(1.) The question for decision in this case is whether the lover Court was correct in directing the plaintiff to pay additional Court-fee. The plaintiff is suing for partition, being an undivided member of a joint family, composed of the 1 defendant (his father) and defendants 2 and 3 (his brothers). The lower Court has held that as the plaintiff is, on his own case in the plaint "out of possession" the Court-fee has to be valued under the provisions of the Court Pees Act, Section 7, Clause 5. The plaintiff maintains that, as he is suing as an undivided member and therefore in joint possession of the joint family properties, the case comes under Section 7, Clause 4(b) and he is entitled to fix his own value, for the convenience of getting his undivided share separated. The defendants contend that Section 7, Clause 4(b) cannot apply to any case in which a co-parcener is "out of possession," of the joint family property. At one stage of the argument, they went so far as to contend that unless the co-parcener suing was in physical possession of some portion of the joint family property, he was out of possession of the whole joint family property. But such a proposition would directly contradict the ordinary legal concept of a joint family in which physical possession by one member is physical possession on behalf of all. Any co-parcener is in law in physical possession of any and every portion of the joint family property, which is in the physical possession of any other co-parcener. He is in "constructive possession" although he is not in physical possession.
(2.) Now the plaintiff sues, on the footing, that the joint family property is in physical possession of defendants 1 to 3 and that the plaintiff is their co-parcener and he does not state that the defendants have at any time denied the plaintiff's right to possession as a co-parcener. In fact, he states in paragraph 15 of the plaint that the defendants have sent him notice offering to give him separate possession of his fourth share in the joint family properties. But as the division proposed by them did not satisfy the plaintiff he did not accept that offer.
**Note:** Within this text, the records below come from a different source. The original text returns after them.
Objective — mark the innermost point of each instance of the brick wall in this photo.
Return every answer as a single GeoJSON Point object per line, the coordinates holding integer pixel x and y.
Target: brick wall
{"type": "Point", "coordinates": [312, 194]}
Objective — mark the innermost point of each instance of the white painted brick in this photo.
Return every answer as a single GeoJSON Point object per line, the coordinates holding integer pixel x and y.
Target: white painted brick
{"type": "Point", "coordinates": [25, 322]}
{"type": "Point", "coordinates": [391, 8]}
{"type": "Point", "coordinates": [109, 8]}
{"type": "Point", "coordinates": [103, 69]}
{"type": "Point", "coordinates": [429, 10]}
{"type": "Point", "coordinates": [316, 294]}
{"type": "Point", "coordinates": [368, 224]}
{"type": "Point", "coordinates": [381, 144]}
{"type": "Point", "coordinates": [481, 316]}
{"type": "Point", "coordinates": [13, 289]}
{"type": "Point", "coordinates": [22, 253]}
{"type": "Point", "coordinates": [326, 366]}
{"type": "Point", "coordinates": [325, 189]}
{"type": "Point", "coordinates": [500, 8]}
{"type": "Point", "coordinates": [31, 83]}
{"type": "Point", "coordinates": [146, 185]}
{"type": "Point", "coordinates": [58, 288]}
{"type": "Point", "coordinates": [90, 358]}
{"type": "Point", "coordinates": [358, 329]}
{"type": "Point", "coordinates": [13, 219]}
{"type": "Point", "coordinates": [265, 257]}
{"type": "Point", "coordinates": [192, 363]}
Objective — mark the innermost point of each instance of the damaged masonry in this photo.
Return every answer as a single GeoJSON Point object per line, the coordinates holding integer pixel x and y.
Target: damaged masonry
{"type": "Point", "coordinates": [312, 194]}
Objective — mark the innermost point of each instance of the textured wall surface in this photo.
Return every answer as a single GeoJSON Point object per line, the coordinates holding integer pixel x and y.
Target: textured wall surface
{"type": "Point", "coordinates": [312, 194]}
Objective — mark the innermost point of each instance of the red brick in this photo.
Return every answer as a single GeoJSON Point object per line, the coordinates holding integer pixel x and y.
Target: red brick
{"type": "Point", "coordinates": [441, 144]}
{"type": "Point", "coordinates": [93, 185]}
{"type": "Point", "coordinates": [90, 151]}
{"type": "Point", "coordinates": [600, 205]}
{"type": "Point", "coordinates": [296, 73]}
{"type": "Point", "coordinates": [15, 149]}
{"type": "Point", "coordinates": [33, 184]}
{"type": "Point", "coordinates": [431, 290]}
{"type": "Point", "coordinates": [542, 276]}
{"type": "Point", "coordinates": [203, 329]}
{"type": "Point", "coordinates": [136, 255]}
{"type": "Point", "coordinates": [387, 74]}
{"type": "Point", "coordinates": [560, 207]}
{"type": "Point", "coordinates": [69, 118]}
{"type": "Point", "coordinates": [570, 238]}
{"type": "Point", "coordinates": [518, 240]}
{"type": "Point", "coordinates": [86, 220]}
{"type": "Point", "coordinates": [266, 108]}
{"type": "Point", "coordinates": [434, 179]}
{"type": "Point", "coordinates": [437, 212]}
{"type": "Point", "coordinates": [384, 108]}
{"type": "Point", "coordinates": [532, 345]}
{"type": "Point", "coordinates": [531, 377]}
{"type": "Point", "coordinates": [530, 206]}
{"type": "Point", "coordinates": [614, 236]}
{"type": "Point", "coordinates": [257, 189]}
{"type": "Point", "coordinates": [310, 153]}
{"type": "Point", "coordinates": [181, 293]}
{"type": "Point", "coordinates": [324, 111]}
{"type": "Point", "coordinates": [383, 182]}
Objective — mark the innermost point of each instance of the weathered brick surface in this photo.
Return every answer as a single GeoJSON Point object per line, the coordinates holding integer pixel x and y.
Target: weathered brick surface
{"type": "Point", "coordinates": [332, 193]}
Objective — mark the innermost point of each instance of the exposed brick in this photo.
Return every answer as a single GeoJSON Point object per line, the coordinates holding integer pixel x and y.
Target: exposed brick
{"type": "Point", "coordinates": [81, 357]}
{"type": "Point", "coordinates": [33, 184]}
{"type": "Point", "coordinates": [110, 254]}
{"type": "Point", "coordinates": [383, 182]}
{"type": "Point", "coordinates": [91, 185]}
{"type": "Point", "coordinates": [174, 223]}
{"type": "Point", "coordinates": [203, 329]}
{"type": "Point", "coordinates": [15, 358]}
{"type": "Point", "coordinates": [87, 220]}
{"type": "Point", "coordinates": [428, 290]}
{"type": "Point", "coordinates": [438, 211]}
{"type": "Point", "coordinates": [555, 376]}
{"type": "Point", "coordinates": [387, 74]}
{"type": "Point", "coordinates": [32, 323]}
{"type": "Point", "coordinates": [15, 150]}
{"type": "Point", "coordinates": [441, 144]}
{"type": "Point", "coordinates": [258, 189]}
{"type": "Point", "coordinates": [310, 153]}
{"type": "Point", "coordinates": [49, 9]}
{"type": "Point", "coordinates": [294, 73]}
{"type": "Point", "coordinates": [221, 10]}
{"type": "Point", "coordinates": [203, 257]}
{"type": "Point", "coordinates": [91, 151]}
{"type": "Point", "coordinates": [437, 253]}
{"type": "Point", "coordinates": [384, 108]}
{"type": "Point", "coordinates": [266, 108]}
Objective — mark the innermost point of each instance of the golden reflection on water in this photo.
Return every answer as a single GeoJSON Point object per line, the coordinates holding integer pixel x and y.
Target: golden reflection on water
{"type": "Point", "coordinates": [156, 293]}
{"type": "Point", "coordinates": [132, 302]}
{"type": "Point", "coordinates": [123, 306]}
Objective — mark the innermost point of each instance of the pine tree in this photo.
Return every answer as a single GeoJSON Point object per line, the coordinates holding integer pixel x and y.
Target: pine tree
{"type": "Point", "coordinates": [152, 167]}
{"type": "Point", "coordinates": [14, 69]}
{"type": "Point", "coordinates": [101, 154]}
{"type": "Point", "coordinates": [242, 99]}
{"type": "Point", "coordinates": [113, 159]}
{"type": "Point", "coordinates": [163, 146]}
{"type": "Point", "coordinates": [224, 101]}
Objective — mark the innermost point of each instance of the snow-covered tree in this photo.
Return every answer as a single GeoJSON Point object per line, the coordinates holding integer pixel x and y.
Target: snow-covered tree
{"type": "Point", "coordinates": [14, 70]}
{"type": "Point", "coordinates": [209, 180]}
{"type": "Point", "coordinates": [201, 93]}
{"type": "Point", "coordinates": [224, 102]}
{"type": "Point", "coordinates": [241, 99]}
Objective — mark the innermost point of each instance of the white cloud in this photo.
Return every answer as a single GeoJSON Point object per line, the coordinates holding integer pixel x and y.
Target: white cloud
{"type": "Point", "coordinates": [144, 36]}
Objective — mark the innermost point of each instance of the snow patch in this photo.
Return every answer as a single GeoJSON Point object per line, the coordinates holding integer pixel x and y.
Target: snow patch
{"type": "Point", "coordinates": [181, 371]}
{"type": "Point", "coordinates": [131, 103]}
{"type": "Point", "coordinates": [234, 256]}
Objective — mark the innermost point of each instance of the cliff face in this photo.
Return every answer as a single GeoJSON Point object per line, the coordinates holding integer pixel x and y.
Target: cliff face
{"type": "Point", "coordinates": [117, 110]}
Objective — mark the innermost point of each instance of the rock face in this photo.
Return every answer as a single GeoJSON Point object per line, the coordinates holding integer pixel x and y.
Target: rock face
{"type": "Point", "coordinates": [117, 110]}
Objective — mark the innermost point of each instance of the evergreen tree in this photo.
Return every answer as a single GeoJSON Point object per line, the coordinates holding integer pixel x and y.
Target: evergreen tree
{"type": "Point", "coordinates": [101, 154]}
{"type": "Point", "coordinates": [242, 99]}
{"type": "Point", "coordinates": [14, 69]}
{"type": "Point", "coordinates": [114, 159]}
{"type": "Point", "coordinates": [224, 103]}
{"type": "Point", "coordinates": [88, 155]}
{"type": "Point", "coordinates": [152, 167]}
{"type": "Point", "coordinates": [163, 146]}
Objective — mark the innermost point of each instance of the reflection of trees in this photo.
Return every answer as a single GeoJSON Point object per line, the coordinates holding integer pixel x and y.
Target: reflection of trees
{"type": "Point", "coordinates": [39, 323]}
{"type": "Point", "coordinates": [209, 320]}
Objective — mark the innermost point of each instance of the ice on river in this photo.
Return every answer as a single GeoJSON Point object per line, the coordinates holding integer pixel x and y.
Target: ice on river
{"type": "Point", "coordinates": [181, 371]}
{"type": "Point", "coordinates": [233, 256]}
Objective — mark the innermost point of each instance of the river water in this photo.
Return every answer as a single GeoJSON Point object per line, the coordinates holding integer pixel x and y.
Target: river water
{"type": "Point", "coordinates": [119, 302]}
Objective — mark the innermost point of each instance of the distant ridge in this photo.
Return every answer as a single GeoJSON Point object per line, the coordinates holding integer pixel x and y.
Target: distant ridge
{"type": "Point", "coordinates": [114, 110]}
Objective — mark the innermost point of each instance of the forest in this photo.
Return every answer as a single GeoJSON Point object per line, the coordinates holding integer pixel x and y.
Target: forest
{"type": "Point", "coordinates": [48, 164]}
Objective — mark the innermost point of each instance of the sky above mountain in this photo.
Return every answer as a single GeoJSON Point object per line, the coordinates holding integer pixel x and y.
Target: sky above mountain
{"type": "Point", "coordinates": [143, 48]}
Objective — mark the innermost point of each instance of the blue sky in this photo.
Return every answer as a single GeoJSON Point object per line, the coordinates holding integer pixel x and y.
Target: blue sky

Clearly then the plaintiff sues on the footing that the defendants are holding the plaintiff's share, according to their allotment of it, at the plaintiff's disposal, to be given to him whenever he chooses to take it. I cannot hold that there is here any ouster by the defendants of the plaintiff from the joint possession of the joint family property. One who is admitted to be a coparcener cannot be out of joint possession and the other co-parceners, who admit his membership cannot deny his possession because their possession is his possession. Unless there is a definite ouster, it is a contradiction in terms for a co-parcener to say that any other co- parcener is out of possession. The proper test to be applied to the case will be whether, if the plaint state of affairs continued for 12 years, the plaintiff would be barred from suing. It appears to me that he could Dot be barred from suing, since the suit is on the footing that the right to share exists admittedly and has never been denied, and the plaintiff is merely suing to enforce that right to share.
(3.) The law is quite clear that Section 7, Clause 4(b) applies to a suit for partition, where the plaintiff is still in joint possession and is not ousted from possession, be it physical or constructive, that is, from any participation in the joint family properties. In the Pall Bench case in Rangaiah Chetty V/s. Subramania Chetty (1910) 21 M.L.J. 21 the question whether Section 4(b) would apply to a case, where a co-parcener is excluded even from joint possession and is suing for joint possession was raised and not decided, the deciding factor indicated being whether the suit was not really one in ejectment. I cannot see how the present suit can be treated as a suit in ejectment, since the plaintiff sues on the footing that the defendants admit, they are holding the plaintiff's share for him and are not resisting his claim to joint possession at all, but only contest the nature and extent of the assets and the mode of division.